At this point a lot of owners are thinking: "Okay, so if Google is going to shrink the pack and hide my call button no matter what I do, why bother?" Fair. Here is the honest answer. The pack getting smaller does not mean ranking stopped mattering. It means it matters more, because there are fewer seats. When the AI surfaces one or two businesses instead of three, you do not want to be the one it dropped. The businesses that survive that squeeze are the ones with the deepest, cleanest profile and the freshest reviews, because that is the dataset the AI is reading from. There is no trick here. There is just being the obvious answer.
What to prioritize this week
Slow news week, so use the calm. Here is the ranked list:
- Audit who has owner and manager access to your Google Business Profile. Remove anyone who should not be there. Do this first, it takes ten minutes and protects everything else.
- Fill the profile out completely. Every attribute, accurate hours, full service area, the after-hours and emergency flags if they apply. This is what the AI pack, the map, and the agents all read from.
- If you run Google Ads, look at whether Promotion Mode fits your seasonal spikes, and watch your search terms report now that Smart Bidding Exploration is widening what it bids on. Mark August 17 if your campaigns are budget-limited.
- Get fresh reviews and reply to every one, same day. Recency and the actual words in the reviews are what get you surfaced now, not a star average from 2021.
- Make your service pages specific to the neighborhoods you cover and the exact problems people call about. Vague pages do not get cited, and they do not rank into a shrinking pack.

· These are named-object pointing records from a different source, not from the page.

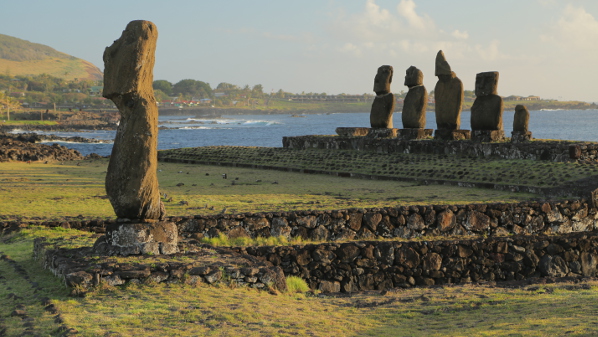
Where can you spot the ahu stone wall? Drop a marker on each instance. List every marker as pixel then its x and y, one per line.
pixel 375 265
pixel 536 150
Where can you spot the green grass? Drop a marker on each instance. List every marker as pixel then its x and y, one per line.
pixel 180 310
pixel 23 122
pixel 398 165
pixel 76 189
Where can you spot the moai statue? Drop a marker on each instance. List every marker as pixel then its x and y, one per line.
pixel 384 103
pixel 131 180
pixel 448 94
pixel 486 111
pixel 521 131
pixel 416 101
pixel 414 106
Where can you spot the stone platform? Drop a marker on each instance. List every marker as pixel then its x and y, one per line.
pixel 487 136
pixel 444 134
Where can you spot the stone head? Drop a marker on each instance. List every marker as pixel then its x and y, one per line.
pixel 129 61
pixel 442 66
pixel 414 77
pixel 383 79
pixel 486 83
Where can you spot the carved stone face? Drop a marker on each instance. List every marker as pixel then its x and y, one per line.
pixel 414 77
pixel 383 79
pixel 442 66
pixel 129 61
pixel 486 83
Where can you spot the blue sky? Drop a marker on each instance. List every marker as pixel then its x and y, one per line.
pixel 540 47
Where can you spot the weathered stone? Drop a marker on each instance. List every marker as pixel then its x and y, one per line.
pixel 280 227
pixel 588 264
pixel 486 136
pixel 329 287
pixel 77 278
pixel 521 119
pixel 351 132
pixel 142 237
pixel 487 109
pixel 448 96
pixel 382 133
pixel 432 261
pixel 416 100
pixel 446 220
pixel 320 233
pixel 477 222
pixel 553 266
pixel 131 180
pixel 273 277
pixel 442 134
pixel 384 103
pixel 407 257
pixel 407 134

None of this is a clever new tactic, and that is the point. The weeks that feel quiet are the weeks your competitors coast. This is how we work with our service-business clients across the Lowcountry: the unglamorous fundamentals, done better than the contractor down the street, so you are still the obvious answer when the AI shows up to pick one. That is Charleston SEO built for how search actually works now. Get it clean this week, while it is quiet.